“To Accept the Things I Cannot Change…”
The single challenge of life is change. We don’t like it, yet we know it is the only constant.
Every day we get up and . . . things have changed. Nothing is where we left it last night. Not the kids, not the dog, not the roses in the garden. Everything we had just so has shifted. Sometimes slightly, sometimes violently.
I read once about “continuity” in film making. It is the responsibility of the script supervisor on the set to see that continuity is maintained between takes. That is, the actors must be wearing the same clothes, wearing the same wristwatch, the same earrings. The wave of hair must be perfectly the same. The cigarette—or the candles—half-burnt in the last take must be exactly so in this one.
Many people spend a lot of time working like that to maintain the illusion of continuity.
We want to walk on stage each day and act as if nothing has changed. Even when we have been rocked by life-altering events, we feel a need to get our lives quickly back to some former state. This is not what we ordered. But, as Margaret Mitchell wrote in Gone With the Wind, “Life is under no obligation to give us what we expect.”

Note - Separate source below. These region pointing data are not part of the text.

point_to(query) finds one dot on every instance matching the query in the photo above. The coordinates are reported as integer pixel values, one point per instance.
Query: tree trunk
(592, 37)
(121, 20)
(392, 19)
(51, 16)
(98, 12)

That’s because the world is perpetually in flux. Spirituality has always helped people to understand the whirl of change—not to fight it, but to let it carry you along, trusting that God knows the end from the beginning, and every point along the way. Yet most religion is established precisely to assure people that everything they knew and loved yesterday—or fifty years ago—has not changed.
It takes a lot of work to keep that illusion going. Authentic faith, on the on the other hand, always leads us to a place of letting go. It doesn’t need to enforce “continuity.” It is at peace with all the changes and chances of this life because it is confident of the One who attends us at every moment.
John Muir, the American naturalist and explorer of the late 19th century, said it so beautifully. “Nature is ever at work building and pulling down, creating and destroying, keeping everything whirling and flowing, allowing no rest but in rhythmical motion, chasing everything in endless song out of one beautiful form into another.”
Caroline Oakes says
What a beautiful John Muir quote, along with the lovely connections throughout. Thank you, David.
Matt says
I get on my knees every morning in the shower and say the Serenity Prayer. Even now having the “serenity to accept the things I cannot change” is hard for me – oh sweet elusive serenity! But I am slowly mustering up the “courage to change the things I can” and while change is often inconvenient, man can it be satisfying!
I call it my Courage Prayer.
“Life is under no obligation to give us what we expect.” That is perfect. Good start to my day, thank you David.
Mary says
In my youth, my version was: God grant me the serenity to accept the things I cannot change; courage to change the things I cannot accept; and wisdom to know the difference.
I still like this version, but understand the subtle difference….
Margaret Anderson says
WOW!Another great page for your “book”.”God let us rest in your Changelessness as we sleep tonight”. I have to print the above, replies and all,and add it to my traveling prayers. Blessings, Mugsie
David says
Love that prayer, Mugsie. Thank you.